盖勒特的眼神在她脸上滞留了太长时间,她不知道他打量什么,还看见他皱起了眉头。她只是本能地厌恶被他注视,遂搂紧自己的双臂,径直往屋门所在的方向走。
他从身后轻轻拽住她的手,她一甩胳膊抽出来,当他不死心地再一次抓住,而且带着些不可抵抗的蛮力时,她猛回身推他一把——
“走开!”
“冷静点,”他没什么情绪地说,“我的伤口都要开裂了。”
伊莎贝尔扫一眼他也许还缠着绷带的手臂。
“找我干什么?和我相干吗?”她有些咄咄逼人,“你自己的事情——我该有自知之明了,再不会多事。你不是很擅长施咒吗?”
“你现在指责我,怎么不想想,是谁逼迫我坐在那儿任人宰割的?我本来也不在乎受伤,你平白无故给人添了麻烦,不该负责到底吗?”
他忽然又和缓了语气——
“伤口在流血——帮帮我。我需要你,伊莎贝尔。”他说。
我需要你——
为着这句话,她全身尖竖的刺立时疲软了。这是谎言——他操控人心的手段,她知道。可她同样不清白。进入房间时,她还在想,也许她是发自内心地不希望他有所改变,她是在期盼他烂到泥里,这样她才能不断地施以援手,这样她的付出才有意义——把他当作一个虚无缥缈的象征物。唯有在自我牺牲的图景中,她才得以诠释自己高不可攀的情感——坏透了。她竟需要他坚持自己的突兀。
虽然有雪折射的光漫进来,他的房间还是一片昏暗。
切斯特菲尔德沙发椅正对落地窗,先前他就坐在这里,看见她恍若昔日幽灵,在风雪中徘徊不定。如今他解开衣扣,将一条手臂暴露在她眼前,皮肤成了夜晚中亮度最高的事物。绷带内侧已被汗水濡湿,其下裹覆的伤口尚未结痂,边缘是赭色,中心则是牵扯着粘液的鲜红色。

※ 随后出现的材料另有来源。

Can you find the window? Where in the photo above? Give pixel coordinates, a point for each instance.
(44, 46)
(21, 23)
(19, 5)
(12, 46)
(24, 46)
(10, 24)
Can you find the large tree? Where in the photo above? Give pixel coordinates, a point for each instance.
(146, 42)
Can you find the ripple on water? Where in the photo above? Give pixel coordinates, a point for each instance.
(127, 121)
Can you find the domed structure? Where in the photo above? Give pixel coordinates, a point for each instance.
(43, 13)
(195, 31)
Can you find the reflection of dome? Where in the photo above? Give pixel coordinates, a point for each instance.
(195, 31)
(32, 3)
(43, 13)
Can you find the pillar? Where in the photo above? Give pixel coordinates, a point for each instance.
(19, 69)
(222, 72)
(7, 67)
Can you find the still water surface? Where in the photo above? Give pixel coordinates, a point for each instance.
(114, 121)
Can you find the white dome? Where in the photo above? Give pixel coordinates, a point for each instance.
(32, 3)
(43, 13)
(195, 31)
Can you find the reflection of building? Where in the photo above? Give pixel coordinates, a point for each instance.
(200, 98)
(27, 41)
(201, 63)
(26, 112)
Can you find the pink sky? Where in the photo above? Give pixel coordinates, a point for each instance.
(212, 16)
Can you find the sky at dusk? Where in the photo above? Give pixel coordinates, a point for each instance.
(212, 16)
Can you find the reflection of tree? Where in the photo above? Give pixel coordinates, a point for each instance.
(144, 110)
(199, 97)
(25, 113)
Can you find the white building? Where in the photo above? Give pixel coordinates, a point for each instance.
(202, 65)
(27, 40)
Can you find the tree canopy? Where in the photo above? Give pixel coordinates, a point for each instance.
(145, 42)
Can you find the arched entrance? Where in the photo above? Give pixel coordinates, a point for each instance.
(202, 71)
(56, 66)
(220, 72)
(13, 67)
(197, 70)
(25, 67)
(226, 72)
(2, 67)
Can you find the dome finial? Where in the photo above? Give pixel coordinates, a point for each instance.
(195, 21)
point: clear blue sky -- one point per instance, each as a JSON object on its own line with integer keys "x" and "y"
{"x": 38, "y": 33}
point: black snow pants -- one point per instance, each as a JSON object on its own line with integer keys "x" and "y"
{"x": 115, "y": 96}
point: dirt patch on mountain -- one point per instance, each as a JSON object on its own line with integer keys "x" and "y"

伊莎贝尔上药的力度轻重不均,不知道是不是存心,有一下没一下的。
他根本没在注意她手上的动作,从始至终,他的眼神都黏在她嘴角附近——那块蹭着点淤青的小口子——谁弄伤了她。心头思绪一阵烦乱,一面是恼怒,但更多的一面是——本性深处的劣根开始生长,他觉得她漂亮极了,此时此刻,他想把她抱起来搁在自己双膝上,卡住她下颌,咬她的舌尖——他想虐待她。
呼吸急促起来。
他当即扭过头不去看她,托着下巴,把嘴唇深深地埋进掌心。
他开始啃咬自己的小指,想象着把它咬断时嘴里所充盈的血腥气——窗外,雪狂乱地下着。一旦其中的某个脱颖而出,附到玻璃上,便获准成为独立的个体,消融时将拥有自己的名字,不必再同别的共享冬天的名号。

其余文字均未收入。